Menanggapi bukti para Tergugat, di luar persidangan OC Kaligis mengatakan keheranannya karena para Tergugat tetap berlindung pada surat Ombudsman. “Apa urusannya Ombudsman mengeluarkan surat rekomendasi. Engga ada relevansinya karena setelah P-21 yang gelar perkara kan jaksa. Masa gelar perkara dua kali? Mengada ada saja. Sejak kapan Ombudsman yang malpraktek mencampuri urusan acara. Surat Ombudsman tidak relevan dan dari sini terlihat buktinya Kejaksaan melindungi penjahat, dan bukti keadilan yang carut marut di Indonesia.

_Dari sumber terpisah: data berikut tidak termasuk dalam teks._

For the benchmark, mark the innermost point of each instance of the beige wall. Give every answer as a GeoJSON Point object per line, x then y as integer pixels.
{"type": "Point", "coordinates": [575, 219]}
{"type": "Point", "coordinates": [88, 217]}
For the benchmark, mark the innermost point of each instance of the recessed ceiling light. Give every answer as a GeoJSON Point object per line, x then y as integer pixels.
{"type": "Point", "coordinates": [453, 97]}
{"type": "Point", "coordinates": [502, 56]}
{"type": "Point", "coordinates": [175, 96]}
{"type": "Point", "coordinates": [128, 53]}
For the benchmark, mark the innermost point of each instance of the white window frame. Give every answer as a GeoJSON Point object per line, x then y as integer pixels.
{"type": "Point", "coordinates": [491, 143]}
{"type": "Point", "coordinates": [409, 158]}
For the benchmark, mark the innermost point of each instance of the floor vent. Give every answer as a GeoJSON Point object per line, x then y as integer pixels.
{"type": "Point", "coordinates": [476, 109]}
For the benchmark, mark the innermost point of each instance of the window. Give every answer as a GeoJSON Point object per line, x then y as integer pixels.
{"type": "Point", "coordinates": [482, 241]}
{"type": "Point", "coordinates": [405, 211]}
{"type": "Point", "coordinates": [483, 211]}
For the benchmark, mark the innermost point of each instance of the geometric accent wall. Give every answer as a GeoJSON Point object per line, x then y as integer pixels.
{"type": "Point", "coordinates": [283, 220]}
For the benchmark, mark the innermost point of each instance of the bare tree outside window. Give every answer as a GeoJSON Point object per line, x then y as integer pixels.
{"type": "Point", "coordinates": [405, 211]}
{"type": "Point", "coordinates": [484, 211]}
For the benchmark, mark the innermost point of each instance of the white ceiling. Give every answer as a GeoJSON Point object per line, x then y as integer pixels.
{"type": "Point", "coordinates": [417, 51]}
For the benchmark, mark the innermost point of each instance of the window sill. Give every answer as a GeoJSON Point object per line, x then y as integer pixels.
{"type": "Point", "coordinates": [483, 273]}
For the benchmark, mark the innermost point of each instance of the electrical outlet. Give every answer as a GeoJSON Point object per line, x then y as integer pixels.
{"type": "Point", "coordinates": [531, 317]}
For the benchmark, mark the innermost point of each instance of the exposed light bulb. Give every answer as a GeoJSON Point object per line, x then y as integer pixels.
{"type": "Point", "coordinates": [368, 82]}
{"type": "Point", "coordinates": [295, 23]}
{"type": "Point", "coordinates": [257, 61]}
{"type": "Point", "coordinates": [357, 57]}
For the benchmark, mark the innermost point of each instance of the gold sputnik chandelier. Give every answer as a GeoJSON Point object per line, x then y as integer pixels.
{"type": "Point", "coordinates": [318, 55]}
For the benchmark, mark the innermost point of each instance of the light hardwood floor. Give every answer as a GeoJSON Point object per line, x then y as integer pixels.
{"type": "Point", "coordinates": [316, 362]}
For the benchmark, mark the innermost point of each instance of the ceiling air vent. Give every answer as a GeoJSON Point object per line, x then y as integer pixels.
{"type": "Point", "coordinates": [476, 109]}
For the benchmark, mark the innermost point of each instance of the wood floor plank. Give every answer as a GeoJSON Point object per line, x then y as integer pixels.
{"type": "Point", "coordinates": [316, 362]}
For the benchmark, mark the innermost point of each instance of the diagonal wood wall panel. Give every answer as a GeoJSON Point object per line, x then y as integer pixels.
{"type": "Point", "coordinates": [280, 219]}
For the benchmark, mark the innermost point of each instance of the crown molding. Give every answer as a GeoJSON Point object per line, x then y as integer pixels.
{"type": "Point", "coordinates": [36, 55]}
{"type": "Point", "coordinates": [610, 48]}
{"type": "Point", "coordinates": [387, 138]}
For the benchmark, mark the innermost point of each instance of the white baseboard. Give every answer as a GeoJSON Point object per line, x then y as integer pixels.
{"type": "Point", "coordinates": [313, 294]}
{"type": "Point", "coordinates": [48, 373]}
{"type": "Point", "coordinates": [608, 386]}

Begitu banyak perkara pembunuhan masuk pengadilan, Novel enggak,” ungkap Kaligis.

Dia juga mempertanyakan nama Novel Baswedan ada tiga jenis dalam bukti para Tergugat “Kadang Novel bin Salim Baswedan, Novel dan Novel Baswedan,” ujarnya.

Selain itu, Kaligis juga menyatakan akan mengajukan satu saksi pada sidang hari Senin 10 Agustus 2020. Saksi tersebut akan menerangkan hukum acara. “Kalau sudah diregister perkara di pengadilan engga bisa ditarik (tipu tipu seperti ini). Karena masuk ke penuntutan. Ini tipu tipu,” papar Kaligis tentang perkara Novel Baswedan, yang berkasnya ditarik Kejaksaan Negeri Bengkulu dengan alasan dipinjam dari Pengadilan Negeri Bengkulu untuk disempurnakan.

Sementara itu Kuasa hukum Jaksa Pengacara Negara (JPN), Tergugat I dan II masih menyerahkan Surat Ombudsman Republik Indonesia sebagai bukti, melawan gugatan Prof. Dr. Otto Cornelis Kaligis SH, MH.

Surat Ombudsman yang jadi bukti para Tergugat, No.1470/ORI-SRT/XII/2015 Tanggal 17 Desember 2015, tentang perihal Rekomendasi Ombudsman RI No. REK-009/0425/XII/2015 Tanggal 17 Desember 2015 Tentang Maladministrasi dalam penanganan Laporan Polisi No. Pol. LP-A/1265/X/2012/Dit. Reskrim Um tanggal 1 Oktober 2012 oleh Badan Reserse.

Menurut kuasa Tergugat I (Kejaksaan Agung RI),  dalam uraian bukti yang diserahkannya ke majelis hakim, bahwa Surat Ketetapan Penghentian Penuntutan yang dikeluarkan oleh Tergugat II (Kejaksaan Negeri Bengkulu) selaras dengan Surat Ketua Ombudsman No. 1470/ORI-SRT/XII/2015 Tanggal 17 Desember 2015 pada poin B yang direkomendasikan kepada Jaksa Agung RI selaku Tergugat I untuk melakukan penelitian  kembali dan gelar perkara terhadap laporan  Polisi No.Pol LP-A/1265/X/2012 dengan tersangka atas nama Novel bin Salim Baswedan terkait layak/tidaknya berkas perkara dilimpahkan ke Pengadilan dengan memperhatikan hasil temuan Ombudsman dalam rangka memberikan kepastian hukum dan keadilan bagi masyarakat khususnya Pelapor.

JPN juga mendalilkan buktinya antara lain mengatakan, membuktikan bahwa yang bertindak sebagai Penggugat harus orang yang benar benar memiliki kedudukan dan kapasitas yang tepat menurut hukum.

Pihak yang mengajukan gugatan atau tuntutan hak disebut Penggugat/Para Penggugat yakni orang atau badan hukum yang memerlukan berkepentingan akan perlindungan hukum dari dan oleh karenanya ia mengajukan gugatan.

Syarat mutlak untuk dapat mengajukan gugatan adalah adanya kepentingan langsung/melekat dari si Penggugat. Artinya, tidak setiap orang yang mempunyai kepentingan dapat mengajukan gugatan apabila kepentingan itu tidak langsung dan melekat pada dirinya, kata Jaksa, B Maria. E.E, SH, MH dan kawan kawan dalam buktinya.

Pada bagian akhir bukti, JPN mengatakan, gugatan yang diajukan Penggugat mengandung cacat formil dengan alasan: Tidak tercatat kepentingan langsung/melekat dari Penggugat terhadap perkara a quo. Kedua, tidak ada kerugian yang diderita oleh Penggugat.